锶取代硅钒钙铀矿陶瓷的成骨和抗破骨细胞活性：体外研究

Osteoblastic and anti-osteoclastic activities of strontium-substituted silicocarnotite ceramics: In vitro and studies.

作者信息

Zeng Junkai, Guo Jingshu, Sun Zhenyu, Deng Fanyan, Ning Congqin, Xie Youzhuan

机构信息

Shanghai Key Laboratory of Orthopaedic Implants, Department of Orthopaedic Surgery, Shanghai Ninth People's Hospital, Shanghai Jiaotong University School of Medicine, Shanghai, China.

State Key Laboratory of High Performance Ceramics and Superfine Microstructure, Shanghai Institute of Ceramics, Chinese Academy of Sciences, Shanghai, 200050, China.

出版信息

Bioact Mater. 2020 Apr 6;5(3):435-446. doi: 10.1016/j.bioactmat.2020.03.008. eCollection 2020 Sep.
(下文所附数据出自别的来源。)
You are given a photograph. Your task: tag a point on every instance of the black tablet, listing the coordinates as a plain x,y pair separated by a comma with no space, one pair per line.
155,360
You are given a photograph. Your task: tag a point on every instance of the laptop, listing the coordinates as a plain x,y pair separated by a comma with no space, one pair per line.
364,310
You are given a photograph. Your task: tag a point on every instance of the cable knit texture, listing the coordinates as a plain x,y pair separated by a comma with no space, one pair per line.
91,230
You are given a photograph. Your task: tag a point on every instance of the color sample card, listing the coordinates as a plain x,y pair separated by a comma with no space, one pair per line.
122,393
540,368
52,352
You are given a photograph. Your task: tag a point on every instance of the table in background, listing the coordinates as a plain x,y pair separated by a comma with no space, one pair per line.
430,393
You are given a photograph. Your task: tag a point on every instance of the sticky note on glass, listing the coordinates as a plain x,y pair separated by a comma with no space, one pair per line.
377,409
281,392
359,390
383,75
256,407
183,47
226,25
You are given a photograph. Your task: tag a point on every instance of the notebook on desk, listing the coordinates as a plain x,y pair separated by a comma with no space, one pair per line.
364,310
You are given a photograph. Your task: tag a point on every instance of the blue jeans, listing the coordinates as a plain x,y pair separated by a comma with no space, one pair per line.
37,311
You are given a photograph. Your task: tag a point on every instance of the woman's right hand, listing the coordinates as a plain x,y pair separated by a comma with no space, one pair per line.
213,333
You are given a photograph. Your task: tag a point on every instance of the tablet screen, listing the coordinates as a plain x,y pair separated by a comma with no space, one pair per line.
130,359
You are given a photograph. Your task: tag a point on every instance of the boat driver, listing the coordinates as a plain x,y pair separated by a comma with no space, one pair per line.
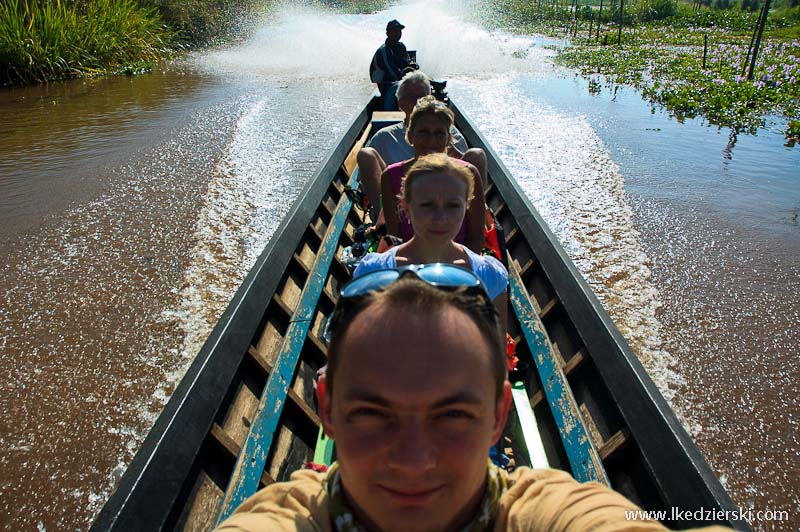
414,416
389,63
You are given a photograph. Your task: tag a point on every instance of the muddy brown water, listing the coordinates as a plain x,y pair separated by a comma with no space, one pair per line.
130,209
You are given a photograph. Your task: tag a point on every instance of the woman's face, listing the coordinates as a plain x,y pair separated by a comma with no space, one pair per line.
430,135
437,206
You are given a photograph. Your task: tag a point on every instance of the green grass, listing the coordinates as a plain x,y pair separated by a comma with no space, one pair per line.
661,54
42,40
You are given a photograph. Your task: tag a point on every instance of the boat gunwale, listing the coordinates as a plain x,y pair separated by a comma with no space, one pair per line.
169,450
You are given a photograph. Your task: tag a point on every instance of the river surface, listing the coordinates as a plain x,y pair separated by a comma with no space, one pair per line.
131,208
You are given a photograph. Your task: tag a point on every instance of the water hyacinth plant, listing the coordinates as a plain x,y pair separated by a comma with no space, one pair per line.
53,39
676,76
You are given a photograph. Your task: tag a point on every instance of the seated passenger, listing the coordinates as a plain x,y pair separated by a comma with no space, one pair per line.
435,195
413,416
429,132
389,145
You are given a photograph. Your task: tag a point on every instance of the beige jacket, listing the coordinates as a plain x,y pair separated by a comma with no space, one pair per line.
543,499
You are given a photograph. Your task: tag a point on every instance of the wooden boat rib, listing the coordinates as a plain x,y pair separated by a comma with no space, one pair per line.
243,416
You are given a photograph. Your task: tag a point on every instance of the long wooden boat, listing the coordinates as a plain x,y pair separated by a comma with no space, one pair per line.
243,415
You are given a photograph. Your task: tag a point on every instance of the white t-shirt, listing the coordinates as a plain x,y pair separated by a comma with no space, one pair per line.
390,142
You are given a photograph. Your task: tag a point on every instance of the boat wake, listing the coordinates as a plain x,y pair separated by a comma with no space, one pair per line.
569,176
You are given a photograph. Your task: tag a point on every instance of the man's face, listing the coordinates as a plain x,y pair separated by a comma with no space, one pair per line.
413,413
410,95
394,34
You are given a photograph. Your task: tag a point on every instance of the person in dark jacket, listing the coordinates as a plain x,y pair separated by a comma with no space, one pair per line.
389,64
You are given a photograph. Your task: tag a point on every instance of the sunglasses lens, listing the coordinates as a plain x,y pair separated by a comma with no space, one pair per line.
371,281
447,275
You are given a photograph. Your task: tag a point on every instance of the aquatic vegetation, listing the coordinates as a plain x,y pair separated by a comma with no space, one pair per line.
44,40
661,50
677,77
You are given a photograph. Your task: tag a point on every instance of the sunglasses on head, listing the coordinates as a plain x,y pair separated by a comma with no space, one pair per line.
440,275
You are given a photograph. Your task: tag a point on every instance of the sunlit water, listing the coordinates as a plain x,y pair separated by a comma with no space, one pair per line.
132,208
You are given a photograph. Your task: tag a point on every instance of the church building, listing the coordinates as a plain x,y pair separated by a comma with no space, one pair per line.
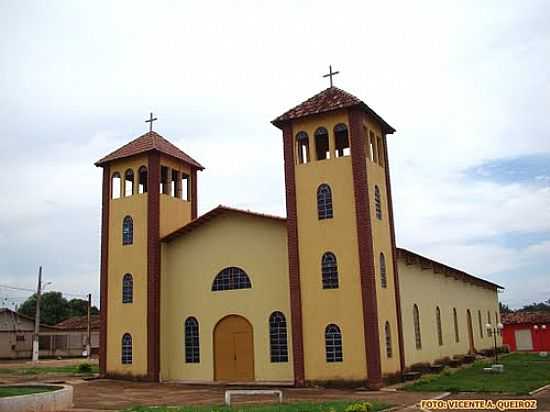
321,295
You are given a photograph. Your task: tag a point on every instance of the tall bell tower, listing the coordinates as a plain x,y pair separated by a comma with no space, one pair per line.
342,262
149,190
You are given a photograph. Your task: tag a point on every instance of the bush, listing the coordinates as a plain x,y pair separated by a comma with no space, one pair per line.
84,368
359,407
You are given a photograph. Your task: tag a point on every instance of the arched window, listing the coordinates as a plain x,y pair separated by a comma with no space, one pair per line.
127,231
302,144
333,343
383,278
231,278
321,144
324,202
142,185
341,139
115,186
377,203
455,321
192,347
329,271
480,323
387,332
416,322
127,288
438,323
126,352
278,338
129,182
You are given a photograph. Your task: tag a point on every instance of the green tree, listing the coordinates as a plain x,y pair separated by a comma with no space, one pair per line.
53,307
504,308
79,307
538,307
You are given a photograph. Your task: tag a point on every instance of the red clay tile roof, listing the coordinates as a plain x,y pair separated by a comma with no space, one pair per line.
444,270
149,141
329,99
213,213
526,317
80,322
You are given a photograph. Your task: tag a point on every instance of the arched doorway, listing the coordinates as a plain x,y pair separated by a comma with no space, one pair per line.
470,331
233,350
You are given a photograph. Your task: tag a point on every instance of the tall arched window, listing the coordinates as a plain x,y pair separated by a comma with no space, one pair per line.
278,337
302,145
321,144
192,346
142,185
127,231
455,321
438,322
129,182
115,186
383,277
416,322
333,344
127,288
329,270
387,332
231,278
341,140
126,350
324,202
480,323
377,203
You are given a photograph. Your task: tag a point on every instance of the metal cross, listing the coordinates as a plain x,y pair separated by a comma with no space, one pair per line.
150,121
330,74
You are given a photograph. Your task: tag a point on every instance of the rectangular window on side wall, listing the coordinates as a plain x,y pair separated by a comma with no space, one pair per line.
185,187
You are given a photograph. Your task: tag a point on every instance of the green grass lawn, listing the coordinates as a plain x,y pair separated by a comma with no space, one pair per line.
24,390
523,372
334,406
40,370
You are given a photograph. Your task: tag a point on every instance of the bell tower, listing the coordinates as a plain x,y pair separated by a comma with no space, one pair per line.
149,189
342,263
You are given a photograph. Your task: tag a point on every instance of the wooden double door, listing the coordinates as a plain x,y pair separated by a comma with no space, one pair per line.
233,350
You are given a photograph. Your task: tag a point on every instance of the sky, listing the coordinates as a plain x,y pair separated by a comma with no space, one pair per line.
465,84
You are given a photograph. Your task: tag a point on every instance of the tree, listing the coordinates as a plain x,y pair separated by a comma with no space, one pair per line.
538,307
504,308
54,308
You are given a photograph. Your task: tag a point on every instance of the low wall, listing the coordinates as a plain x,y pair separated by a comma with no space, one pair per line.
44,402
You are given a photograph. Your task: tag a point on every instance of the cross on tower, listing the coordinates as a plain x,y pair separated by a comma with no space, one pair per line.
150,121
330,74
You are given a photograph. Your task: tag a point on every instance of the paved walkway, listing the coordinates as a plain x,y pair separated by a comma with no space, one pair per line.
115,395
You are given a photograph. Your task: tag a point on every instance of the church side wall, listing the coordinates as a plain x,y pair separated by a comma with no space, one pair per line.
189,266
429,290
321,307
127,318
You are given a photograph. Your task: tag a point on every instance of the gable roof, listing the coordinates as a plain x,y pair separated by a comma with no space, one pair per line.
328,100
525,317
437,267
148,142
219,210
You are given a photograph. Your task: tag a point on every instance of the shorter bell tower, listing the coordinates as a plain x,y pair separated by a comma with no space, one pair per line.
342,263
149,189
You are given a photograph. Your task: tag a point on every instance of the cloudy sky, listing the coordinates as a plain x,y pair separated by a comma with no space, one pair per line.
466,85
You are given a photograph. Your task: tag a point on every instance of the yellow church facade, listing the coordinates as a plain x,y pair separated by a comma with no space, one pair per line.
322,295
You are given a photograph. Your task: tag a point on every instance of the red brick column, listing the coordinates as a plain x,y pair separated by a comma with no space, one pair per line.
365,244
104,268
153,268
293,258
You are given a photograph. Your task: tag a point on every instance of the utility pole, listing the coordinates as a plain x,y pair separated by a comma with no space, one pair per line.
35,347
89,340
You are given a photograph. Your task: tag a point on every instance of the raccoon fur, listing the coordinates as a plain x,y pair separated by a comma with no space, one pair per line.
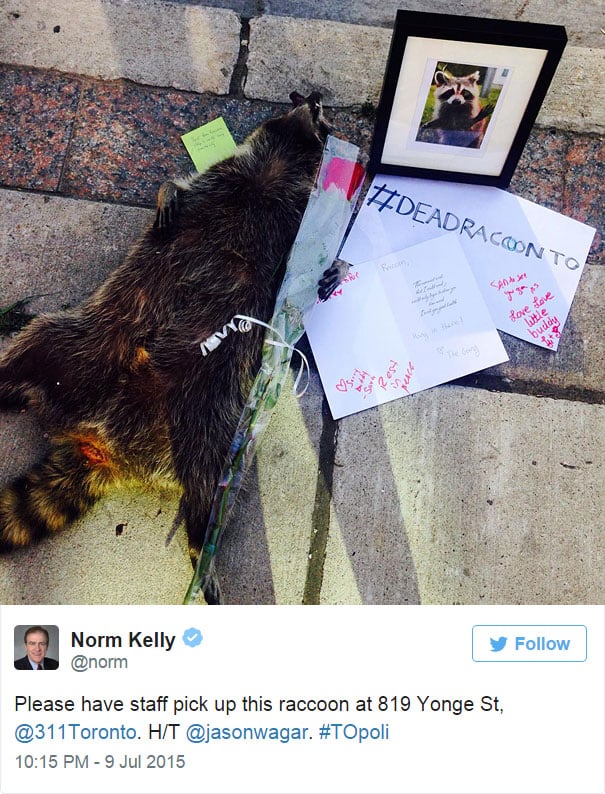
120,383
459,118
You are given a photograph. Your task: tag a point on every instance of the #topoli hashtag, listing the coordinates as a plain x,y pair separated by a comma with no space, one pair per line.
349,731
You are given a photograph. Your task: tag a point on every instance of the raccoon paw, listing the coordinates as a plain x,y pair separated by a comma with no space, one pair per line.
331,278
167,206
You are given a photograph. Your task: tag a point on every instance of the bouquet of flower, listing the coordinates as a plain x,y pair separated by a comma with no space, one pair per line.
321,231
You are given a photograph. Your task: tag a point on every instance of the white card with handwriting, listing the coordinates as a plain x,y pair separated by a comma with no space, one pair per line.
401,323
527,259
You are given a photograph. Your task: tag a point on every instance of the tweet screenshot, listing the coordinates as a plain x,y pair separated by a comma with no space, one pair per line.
294,699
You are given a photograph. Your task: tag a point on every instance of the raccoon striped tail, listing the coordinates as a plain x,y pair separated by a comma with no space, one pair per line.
76,473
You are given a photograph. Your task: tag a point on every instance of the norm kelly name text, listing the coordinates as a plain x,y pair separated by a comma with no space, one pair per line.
135,639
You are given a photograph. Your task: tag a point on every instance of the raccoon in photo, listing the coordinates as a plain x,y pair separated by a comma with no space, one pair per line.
120,384
459,119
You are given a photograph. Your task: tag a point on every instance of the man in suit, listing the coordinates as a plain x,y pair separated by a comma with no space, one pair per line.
36,641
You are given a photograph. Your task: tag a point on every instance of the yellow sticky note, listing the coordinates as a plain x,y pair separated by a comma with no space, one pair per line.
209,143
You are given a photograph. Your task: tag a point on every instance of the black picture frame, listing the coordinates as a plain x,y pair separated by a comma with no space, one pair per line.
470,122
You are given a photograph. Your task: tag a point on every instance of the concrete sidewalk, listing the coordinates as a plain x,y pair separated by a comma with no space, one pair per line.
487,492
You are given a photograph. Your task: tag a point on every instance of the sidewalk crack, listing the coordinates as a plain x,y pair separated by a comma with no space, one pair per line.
240,70
320,521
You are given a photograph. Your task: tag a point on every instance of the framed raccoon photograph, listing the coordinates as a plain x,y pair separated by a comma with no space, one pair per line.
460,96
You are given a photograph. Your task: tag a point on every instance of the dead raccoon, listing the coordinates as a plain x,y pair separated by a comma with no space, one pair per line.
458,118
120,383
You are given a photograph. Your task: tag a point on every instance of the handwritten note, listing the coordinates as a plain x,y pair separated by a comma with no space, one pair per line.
527,260
209,143
401,323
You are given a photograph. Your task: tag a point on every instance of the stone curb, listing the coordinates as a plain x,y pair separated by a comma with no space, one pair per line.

DOI:10.1016/j.bioactmat.2020.03.008

PMID:32280833

原文链接:https://pmc.ncbi.nlm.nih.gov/articles/PMC7138933/

Abstract

Osteoporosis bone defect is a refractory orthopaedic disease which characterized by impaired bone quality and bone regeneration capacity. Current therapies, including antiosteoporosis drugs and artificial bone grafts, are not always satisfactory. Herein, a strontium-substituted calcium phosphate silicate bioactive ceramic (Sr-CPS) was fabricated. In the present study, the extracts of Sr-CPS were prepared for study and Sr-CPS scaffolds were used for study. The cytocompatibility, osteogenic and osteoclastogenic properties of Sr-CPS extracts were characterized in comparison to CPS. Molecular mechanisms were also evaluated by Western blot. Sr-CPS extracts were found to promote osteogenesis by upregulating Wnt/β-catenin signal pathways and inhibit osteoclastogenesis through downregulating NF-κB signal pathway. micro-CT, histological and histomorphometric observation were conducted after 8 weeks of implantation to evaluate the bone formation using calvarial defects model in ovariectomized rats. Compared with CPS, Sr-CPS significantly promoted critical sized ovariectomy (OVX) calvarial defects healing. Among all the samples, Sr-10 showed the best performance due to a perfect match of bone formation and scaffold degradation rates. Overall, the present study demonstrated that Sr-CPS ceramic can dually modulate both bone formation and resorption, which might be a promising candidate for the reconstruction of osteoporotic bone defect.

摘要

骨质疏松性骨缺损是一种难治性骨科疾病，其特征在于骨质量和骨再生能力受损。目前的治疗方法，包括抗骨质疏松药物和人工骨移植，并不总是令人满意。在此，制备了一种锶取代的磷酸钙硅生物活性陶瓷（Sr-CPS）。在本研究中，制备了Sr-CPS提取物用于研究，并使用Sr-CPS支架进行研究。与CPS相比，对Sr-CPS提取物的细胞相容性、成骨和破骨特性进行了表征。还通过蛋白质印迹法评估了分子机制。发现Sr-CPS提取物通过上调Wnt/β-连环蛋白信号通路促进成骨，并通过下调NF-κB信号通路抑制破骨细胞生成。在去卵巢大鼠的颅骨缺损模型中植入8周后，进行了显微CT、组织学和组织形态计量学观察，以评估骨形成情况。与CPS相比，Sr-CPS显著促进了临界尺寸的去卵巢（OVX）颅骨缺损的愈合。在所有样品中，Sr-10表现出最佳性能，因为骨形成和支架降解率完美匹配。总体而言，本研究表明Sr-CPS陶瓷可以双重调节骨形成和吸收，这可能是重建骨质疏松性骨缺损的一个有前途的候选材料。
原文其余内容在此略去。